Betroffen sind auch Kreuzfahrten: So lag etwa die «MSC Euribia» der Schweizer Reederei MSC Cruises mit einer Kapazität für mehr als 6.000 Passagiere einem Bericht zufolge in Dubai fest. Die Orient-Kreuzfahrt, die eigentlich am Sonntag starten sollte, wurde kurzfristig abgesagt.

Vom deutschen Anbieter TUI Cruises liegen die Kreuzfahrtschiffe «Mein Schiff 4» und «Mein Schiff 5» mit einer Kapazität für insgesamt gut 5.000 Reisende fest. «Die Sicherheit unserer Gäste und der Crew hat für uns jederzeit oberste Priorität», hieß es auf der Website des Anbieters.
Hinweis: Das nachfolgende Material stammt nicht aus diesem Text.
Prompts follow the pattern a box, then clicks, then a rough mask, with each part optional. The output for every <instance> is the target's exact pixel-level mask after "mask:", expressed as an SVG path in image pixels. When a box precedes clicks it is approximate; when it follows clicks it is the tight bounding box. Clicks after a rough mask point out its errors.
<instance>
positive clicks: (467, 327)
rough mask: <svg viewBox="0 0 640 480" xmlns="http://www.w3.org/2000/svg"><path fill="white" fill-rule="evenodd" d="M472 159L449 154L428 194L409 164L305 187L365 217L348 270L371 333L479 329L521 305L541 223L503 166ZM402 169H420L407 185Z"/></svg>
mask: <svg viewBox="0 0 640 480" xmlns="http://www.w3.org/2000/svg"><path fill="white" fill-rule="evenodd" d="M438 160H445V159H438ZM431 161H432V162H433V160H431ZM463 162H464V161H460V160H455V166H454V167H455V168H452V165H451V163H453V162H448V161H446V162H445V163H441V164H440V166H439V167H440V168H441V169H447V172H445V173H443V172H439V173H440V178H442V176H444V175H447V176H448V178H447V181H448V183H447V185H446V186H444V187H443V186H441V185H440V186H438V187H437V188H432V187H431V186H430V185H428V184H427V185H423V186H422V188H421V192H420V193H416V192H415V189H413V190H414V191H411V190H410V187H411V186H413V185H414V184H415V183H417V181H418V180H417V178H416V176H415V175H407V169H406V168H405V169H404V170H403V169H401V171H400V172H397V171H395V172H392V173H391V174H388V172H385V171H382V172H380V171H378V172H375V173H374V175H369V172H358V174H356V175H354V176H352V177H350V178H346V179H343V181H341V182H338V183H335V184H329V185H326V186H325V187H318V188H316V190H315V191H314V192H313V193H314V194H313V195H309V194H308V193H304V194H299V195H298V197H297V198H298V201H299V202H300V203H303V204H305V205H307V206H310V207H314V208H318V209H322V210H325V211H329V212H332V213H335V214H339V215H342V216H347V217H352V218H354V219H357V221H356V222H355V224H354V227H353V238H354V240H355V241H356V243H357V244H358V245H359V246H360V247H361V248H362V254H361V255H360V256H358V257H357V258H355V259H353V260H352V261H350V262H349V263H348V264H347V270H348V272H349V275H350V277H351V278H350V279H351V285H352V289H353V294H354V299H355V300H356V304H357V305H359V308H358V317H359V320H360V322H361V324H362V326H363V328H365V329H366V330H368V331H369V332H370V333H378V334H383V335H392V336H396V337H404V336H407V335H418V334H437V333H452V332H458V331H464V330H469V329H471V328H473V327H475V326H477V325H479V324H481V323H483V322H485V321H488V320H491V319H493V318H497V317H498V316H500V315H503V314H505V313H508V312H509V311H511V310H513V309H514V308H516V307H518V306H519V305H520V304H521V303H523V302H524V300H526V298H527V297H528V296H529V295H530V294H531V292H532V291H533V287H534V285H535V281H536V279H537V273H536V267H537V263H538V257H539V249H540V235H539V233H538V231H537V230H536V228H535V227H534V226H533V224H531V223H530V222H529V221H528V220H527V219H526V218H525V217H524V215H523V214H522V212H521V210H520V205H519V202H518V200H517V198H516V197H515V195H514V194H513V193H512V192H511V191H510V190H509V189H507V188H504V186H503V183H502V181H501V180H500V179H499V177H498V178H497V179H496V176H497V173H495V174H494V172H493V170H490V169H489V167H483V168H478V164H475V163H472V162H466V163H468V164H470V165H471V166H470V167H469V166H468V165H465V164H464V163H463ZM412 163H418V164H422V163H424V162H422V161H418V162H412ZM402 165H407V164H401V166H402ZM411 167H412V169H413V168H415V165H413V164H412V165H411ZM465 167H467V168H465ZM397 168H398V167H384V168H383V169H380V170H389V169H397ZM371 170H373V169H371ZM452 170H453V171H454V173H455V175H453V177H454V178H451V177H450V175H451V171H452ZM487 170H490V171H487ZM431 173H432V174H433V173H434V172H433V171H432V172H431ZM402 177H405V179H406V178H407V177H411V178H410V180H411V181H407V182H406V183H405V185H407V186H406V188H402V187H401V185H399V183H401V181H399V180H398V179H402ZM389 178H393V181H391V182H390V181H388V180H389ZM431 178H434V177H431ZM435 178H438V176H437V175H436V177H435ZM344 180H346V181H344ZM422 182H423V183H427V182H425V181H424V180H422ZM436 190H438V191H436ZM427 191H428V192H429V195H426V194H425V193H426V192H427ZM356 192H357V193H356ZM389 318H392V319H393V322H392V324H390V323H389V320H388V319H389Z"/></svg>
Eine planmäßige Durchführung der Reisen sei derzeit nicht verantwortbar. Die Gäste befänden sich weiterhin an Bord der beiden Kreuzfahrtschiffe, hieß es.

Die in Dubai lebende Influencerin Fiona Erdmann schrieb in einer Story auf Instagram: «Uns geht es gut. Wir sind zu Hause. Die Kinder schlafen.» Eine solche Situation habe sie in ihren neun Jahren in Dubai noch nicht erlebt.

Auswärtiges Amt: Betroffene sollen Krisenvorsorgeliste nutzen

Kein Weiterkommen gab es am Wochenende auch in anderen Weltregionen für Urlauber, die auf manche arabische Airlines gebucht waren. So wurden etwa in Sydney Flüge der Fluggesellschaft Etihad Airways über Abu Dhabi gestrichen.

«Am Flughafen gab es erstmal lange Schlangen und keine Informationen», berichtete ein deutscher Reisender aus Sydney. «Dann wurden die Flüge gestrichen.» Es sei unklar, wann Etihad wieder fliegen könne, hieß es demnach, Hotelgutscheine gab es zunächst nicht. «Die meisten Passagiere waren eher resigniert und nicht wütend», sagte der Urlauber.

Das Auswärtige Amt hatte am Samstag eine Reisewarnung für mehr als ein Dutzend Länder der Region zwischen Libanon und Oman veröffentlicht. Alle Menschen in der Region sind aufgefordert, sich in die Krisenvorsorgeliste ELEFAND einzutragen und sich bei einem Reiseveranstalter oder einer Fluggesellschaft über Ausreisemöglichkeiten zu informieren.

Aus dem Auswärtigen Amt hieß es am Sonntagnachmittag, in der Krisenvorsorgeliste habe sich bislang eine niedrige fünfstellige Zahl betroffener Deutscher in der Golfregion registriert - also mehr als 10.000 Menschen. Das können Urlauber sein, aber auch im Ausland lebende Deutsche.